Quand l’IA s’invite dans les municipales
L'intelligence artificielle a fait une entrée discrète mais réelle dans les dernières élections municipales françaises, aussi bien comme outil de campagne que comme sujet de débat politique. Des candidats de tous bords y ont recouru pour optimiser leur organisation : prise de notes de réunions, rédaction de premiers jets de discours, création de contenus pour les réseaux sociaux ou encore génération d'affiches électorales. Karl Olive (Renaissance, Poissy) ou Florence Woerth (divers droite, Chantilly) en ont fait un usage pragmatique, tandis que Sarah Knafo (Reconquête, Paris) l'a mobilisée de façon extensive pour sa communication visuelle.

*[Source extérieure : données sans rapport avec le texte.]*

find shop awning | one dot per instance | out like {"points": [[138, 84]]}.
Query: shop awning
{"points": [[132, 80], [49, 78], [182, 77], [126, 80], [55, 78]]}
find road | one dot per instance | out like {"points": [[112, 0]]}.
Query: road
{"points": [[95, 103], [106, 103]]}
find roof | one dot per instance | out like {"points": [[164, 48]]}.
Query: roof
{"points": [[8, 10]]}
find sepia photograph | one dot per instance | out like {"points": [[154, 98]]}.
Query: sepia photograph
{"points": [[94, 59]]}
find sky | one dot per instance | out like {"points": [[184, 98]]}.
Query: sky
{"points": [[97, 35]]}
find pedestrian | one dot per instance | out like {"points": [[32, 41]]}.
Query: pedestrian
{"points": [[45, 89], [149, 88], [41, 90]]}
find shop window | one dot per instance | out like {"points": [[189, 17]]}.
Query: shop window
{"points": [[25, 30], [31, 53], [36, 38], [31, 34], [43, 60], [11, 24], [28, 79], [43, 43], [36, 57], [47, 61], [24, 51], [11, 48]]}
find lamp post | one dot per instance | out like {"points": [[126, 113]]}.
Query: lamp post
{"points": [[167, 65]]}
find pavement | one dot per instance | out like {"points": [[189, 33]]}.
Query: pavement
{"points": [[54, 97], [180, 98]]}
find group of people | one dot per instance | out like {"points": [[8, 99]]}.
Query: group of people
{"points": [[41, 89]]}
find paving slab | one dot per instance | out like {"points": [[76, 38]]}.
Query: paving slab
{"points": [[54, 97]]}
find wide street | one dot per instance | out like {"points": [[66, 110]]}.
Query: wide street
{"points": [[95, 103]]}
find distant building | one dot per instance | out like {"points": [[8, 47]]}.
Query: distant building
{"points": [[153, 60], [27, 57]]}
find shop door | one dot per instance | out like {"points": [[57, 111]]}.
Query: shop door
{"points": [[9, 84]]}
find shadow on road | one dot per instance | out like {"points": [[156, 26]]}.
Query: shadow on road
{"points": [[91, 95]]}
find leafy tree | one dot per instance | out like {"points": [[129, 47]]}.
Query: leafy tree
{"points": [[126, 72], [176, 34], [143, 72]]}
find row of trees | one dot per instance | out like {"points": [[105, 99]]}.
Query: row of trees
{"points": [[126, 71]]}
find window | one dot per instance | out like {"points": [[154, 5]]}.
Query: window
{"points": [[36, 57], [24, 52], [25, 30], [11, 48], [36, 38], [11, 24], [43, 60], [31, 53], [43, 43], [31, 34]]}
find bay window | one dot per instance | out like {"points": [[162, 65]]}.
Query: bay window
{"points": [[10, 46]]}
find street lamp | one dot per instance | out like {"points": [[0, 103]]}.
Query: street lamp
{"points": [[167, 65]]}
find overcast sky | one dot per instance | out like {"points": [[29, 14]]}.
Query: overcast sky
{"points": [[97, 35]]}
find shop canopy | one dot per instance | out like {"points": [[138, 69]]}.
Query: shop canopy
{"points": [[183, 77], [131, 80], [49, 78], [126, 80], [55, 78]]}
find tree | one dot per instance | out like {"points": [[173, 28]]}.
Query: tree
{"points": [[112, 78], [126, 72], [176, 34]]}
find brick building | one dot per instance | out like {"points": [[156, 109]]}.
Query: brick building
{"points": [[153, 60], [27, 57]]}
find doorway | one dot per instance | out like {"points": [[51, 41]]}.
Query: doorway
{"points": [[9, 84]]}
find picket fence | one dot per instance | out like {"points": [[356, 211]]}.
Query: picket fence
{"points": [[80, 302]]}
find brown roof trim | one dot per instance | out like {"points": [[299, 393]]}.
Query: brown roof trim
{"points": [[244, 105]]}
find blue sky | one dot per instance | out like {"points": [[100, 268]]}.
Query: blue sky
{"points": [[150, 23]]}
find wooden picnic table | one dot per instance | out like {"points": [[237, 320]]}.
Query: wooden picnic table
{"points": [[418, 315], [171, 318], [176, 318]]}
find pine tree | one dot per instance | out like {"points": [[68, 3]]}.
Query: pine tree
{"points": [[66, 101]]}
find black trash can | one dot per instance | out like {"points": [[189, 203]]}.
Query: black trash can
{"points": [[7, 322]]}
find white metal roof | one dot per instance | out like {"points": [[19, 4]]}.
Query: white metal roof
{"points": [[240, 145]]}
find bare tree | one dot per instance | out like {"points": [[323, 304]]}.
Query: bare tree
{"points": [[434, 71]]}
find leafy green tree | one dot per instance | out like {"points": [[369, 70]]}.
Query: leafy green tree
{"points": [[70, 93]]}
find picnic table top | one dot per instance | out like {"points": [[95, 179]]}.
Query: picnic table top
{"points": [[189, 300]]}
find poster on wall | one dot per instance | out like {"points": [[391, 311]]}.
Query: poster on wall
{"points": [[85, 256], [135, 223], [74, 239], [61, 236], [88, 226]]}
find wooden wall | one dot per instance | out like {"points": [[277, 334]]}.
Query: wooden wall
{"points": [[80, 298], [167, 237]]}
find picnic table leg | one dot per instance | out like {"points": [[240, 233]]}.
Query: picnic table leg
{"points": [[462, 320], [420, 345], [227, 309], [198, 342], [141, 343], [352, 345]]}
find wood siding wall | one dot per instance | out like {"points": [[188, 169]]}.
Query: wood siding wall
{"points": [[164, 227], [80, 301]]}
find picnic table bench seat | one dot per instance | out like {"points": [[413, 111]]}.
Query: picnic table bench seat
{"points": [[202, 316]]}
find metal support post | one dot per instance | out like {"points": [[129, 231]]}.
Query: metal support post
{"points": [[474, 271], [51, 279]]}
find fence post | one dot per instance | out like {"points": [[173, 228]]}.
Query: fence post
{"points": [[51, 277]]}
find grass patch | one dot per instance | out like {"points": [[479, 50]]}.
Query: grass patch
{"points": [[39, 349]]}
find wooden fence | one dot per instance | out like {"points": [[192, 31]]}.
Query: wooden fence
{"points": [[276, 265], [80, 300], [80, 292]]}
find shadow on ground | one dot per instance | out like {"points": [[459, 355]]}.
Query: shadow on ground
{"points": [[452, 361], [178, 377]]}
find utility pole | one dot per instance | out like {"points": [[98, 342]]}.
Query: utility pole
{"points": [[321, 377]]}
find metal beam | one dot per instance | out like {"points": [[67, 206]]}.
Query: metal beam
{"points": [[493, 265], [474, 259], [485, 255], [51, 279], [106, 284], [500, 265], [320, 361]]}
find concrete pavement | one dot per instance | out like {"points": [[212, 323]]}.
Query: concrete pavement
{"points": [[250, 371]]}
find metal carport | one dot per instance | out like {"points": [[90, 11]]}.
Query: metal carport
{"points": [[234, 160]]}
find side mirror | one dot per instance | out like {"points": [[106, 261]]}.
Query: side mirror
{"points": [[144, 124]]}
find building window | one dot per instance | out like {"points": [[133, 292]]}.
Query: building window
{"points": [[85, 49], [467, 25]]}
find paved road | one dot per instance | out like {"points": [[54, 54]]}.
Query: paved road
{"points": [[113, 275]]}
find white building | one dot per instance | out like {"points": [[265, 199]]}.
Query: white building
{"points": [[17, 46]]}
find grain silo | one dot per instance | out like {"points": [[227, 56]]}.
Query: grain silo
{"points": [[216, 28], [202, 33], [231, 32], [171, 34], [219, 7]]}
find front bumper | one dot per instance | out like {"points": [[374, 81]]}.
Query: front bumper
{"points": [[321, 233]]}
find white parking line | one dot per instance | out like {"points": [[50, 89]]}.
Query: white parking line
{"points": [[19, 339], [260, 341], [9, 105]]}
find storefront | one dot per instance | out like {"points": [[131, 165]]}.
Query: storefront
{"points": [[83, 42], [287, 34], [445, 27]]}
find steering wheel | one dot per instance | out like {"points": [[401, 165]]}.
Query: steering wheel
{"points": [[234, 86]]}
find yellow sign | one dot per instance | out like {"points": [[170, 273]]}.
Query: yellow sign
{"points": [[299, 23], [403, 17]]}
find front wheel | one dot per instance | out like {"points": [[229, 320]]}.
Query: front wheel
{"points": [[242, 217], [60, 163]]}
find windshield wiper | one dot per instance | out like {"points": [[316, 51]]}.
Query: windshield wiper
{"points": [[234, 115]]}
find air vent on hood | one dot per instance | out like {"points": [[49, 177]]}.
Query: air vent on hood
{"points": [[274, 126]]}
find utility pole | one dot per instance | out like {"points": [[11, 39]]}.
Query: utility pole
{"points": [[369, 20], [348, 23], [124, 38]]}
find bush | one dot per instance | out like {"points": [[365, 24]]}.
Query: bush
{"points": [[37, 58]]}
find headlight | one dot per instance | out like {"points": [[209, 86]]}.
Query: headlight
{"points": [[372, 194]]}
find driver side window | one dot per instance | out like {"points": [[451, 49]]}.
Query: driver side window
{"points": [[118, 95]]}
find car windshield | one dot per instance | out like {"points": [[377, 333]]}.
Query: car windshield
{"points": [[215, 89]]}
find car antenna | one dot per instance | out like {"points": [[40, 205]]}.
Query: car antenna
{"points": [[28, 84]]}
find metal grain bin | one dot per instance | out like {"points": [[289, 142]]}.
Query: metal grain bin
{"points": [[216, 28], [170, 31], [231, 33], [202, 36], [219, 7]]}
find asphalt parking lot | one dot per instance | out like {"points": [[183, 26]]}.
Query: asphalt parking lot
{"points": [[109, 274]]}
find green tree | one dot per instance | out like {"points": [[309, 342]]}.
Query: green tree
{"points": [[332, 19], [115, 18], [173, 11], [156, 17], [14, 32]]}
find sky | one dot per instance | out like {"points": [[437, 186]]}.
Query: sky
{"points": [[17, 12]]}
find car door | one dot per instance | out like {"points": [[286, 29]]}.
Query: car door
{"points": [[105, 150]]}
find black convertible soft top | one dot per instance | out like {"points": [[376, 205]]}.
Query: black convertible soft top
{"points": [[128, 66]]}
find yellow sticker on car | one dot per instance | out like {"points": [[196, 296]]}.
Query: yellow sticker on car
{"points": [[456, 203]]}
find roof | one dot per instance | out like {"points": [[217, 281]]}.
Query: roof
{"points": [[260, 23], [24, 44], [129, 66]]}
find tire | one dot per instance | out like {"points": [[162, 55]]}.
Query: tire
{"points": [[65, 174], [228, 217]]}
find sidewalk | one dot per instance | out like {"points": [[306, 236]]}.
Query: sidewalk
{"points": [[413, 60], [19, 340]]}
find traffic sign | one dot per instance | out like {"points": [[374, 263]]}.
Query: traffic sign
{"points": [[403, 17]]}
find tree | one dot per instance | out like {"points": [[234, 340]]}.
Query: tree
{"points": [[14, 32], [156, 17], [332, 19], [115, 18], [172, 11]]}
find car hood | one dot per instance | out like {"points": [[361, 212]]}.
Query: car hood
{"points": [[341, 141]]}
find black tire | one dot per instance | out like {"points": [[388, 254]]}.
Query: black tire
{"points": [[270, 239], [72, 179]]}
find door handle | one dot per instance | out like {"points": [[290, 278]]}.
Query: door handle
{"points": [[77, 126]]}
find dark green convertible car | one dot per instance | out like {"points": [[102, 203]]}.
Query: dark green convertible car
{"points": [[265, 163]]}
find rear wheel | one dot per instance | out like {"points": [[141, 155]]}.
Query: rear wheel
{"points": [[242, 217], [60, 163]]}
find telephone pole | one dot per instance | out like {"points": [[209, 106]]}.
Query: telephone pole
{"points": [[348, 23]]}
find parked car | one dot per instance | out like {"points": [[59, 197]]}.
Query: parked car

L'usage de l'IA générative a toutefois rapidement dérivé vers des pratiques plus problématiques. À Strasbourg, la candidate Rassemblement National Virginie Joran a utilisé une vidéo d'une rue saturée de déchets pour critiquer la gestion écologiste de la ville — rue qui n'existe pas, entièrement générée par IA. À Corbeil-Essonnes, la candidate Samira Ketfi a porté plainte après avoir été représentée en tenue de danseuse orientale dans une image qu'elle qualifie de reposant « sur des stéréotypes à connotation raciste et sexiste ». À Guéret, deux candidats ont également déposé plainte pour des images détournées diffusées par un compte Facebook anonyme — sans suite, le commissariat ayant indiqué que « Facebook ne répond pas à la justice en France ».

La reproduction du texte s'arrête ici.